Your Campus. Your Water. Your opportunity to be inVOLved.
MS4 Annual Reports
How to Reduce Pollution in Stormwater Runoff
- Dispose of waste properly
- Place litter in proper containers
- Never dump anything into a storm drain
- Check vehicles for leaking fluids
- Recycle used motor oil
What is Stormwater?
Stormwater is water runoff during and after a rain storm from streets, construction sites, parking lots, buildings and other areas that goes directly into storm drains and eventually into local streams and rivers. This water can pick up pollutants along the way to these streams and rivers. The University of Tennessee, Knoxville has set up a program that seeks to protect this water from pollutants.
Why are stormwater and sewer systems separate?
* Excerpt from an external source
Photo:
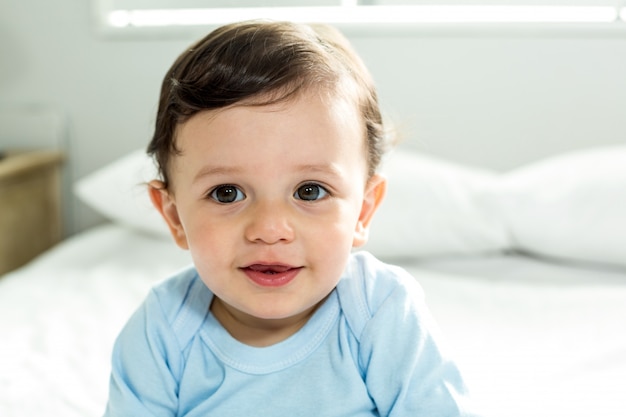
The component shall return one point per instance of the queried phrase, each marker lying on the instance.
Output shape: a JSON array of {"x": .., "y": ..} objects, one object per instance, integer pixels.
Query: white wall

Stormwater systems are not treated at the waste water treatment facility. This water flows directly to the streams and rivers. Waste water (sewage) is sent to the waste water treatment facility and cleaned before it is released into the rivers.
Current Structural Best Management Practices (BMPs)
- 8 cisterns, totaling approximately 111,000 gallons of captured and Stormwater to be reused for irrigation. Upon completion of the West Campus Housing Phase 1 this water will also be used to flush toilets and supply cold water for laundry
- 18 water quality units total throughout campus designed to remove 80% of the Total Suspended Solids (TSS) present in Stormwater.
- Oil water separators are located in the parking garages to filter out hydrocarbons.
- 2 rain gardens are in operation at the Environmental and Landscape Lab and Biosystems Engineering and Soil Science (3100 square feet).
- 37,400 sq. ft. of Permeable pavers serving as an alternative to paving services that allows Stormwater infiltrate instead of running off. On the pedestrian bridge the pavers also act as a detention to capture Stormwater and slow the rate of discharge.
- 38 Bio-Retentions structures called Silva Cells are installed beneath street trees, which capture and retain Stormwater for uptake by the trees.
- 2 Green Roofs have been installed covering 11,300 sq. ft.
- 895 feet of Grassed Swale allow infiltration of Stormwater and reduce the peak discharge.
- 7670 feet of vegetated filter strip which slows the overland flow and improves water quality prior to discharging into receiving waters.
- 3 Dry detention basins/vaults used to slow the peak Stormwater discharge.